By Dan Shapley
Chief Blasted Over Agency's Plan To Close Labs Despite Admitted Weakness
The head of the Food and Drug Administration told Congress yesterday that his agency will be unable to adequately police the nation's food without a wholesale restructuring, and Congress told the FDA chief that his agency would be unable to adequately police the nation's food supply if it closed laboratories as part of that restructuring. Here's the biggest mistake both the testifier and the panel made: The future tense. The FDA's ability to police the nation's food supply is woefully inadequate. Today. As food imports flood in from approved facilities around the world -- from Afghanistan to Zimbabwe, not to mention China -- the FDA inspects less than 1%. When it does inspect, it often finds problems. Congress and many within the agency says the FDA's plan to consolidate its 13 laboratories into seven facilities is a move in the wrong direction. FDA Commissioner Andrew C. von Eschenbach thinks it's a smart use of resources. The larger point is that this point is small potatoes. Until von Eschenbach reveals the wholesale restructuring plan that will prepare the agency for the realities of the 21st century food system, getting worked up about the number of labs on the map is a distraction.

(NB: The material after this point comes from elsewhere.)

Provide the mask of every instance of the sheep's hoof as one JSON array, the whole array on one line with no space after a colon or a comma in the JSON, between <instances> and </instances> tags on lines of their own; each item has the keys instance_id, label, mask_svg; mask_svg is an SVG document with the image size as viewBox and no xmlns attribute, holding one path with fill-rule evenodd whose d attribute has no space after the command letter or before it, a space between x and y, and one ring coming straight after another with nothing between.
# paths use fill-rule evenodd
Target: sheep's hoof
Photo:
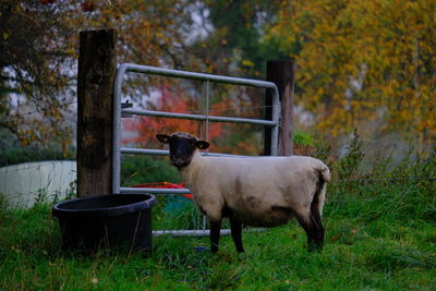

Oh, and don't forget: Until an effective restructuring takes place, expect to see more food scandals such as those that have revealed tainted pet food, toothpaste, seafood and other problems emanating from producers both here and abroad -- which should remind all of us that buying most of our food from local sources we can know and trust is one way to ensure that someone is policing the family's food supply.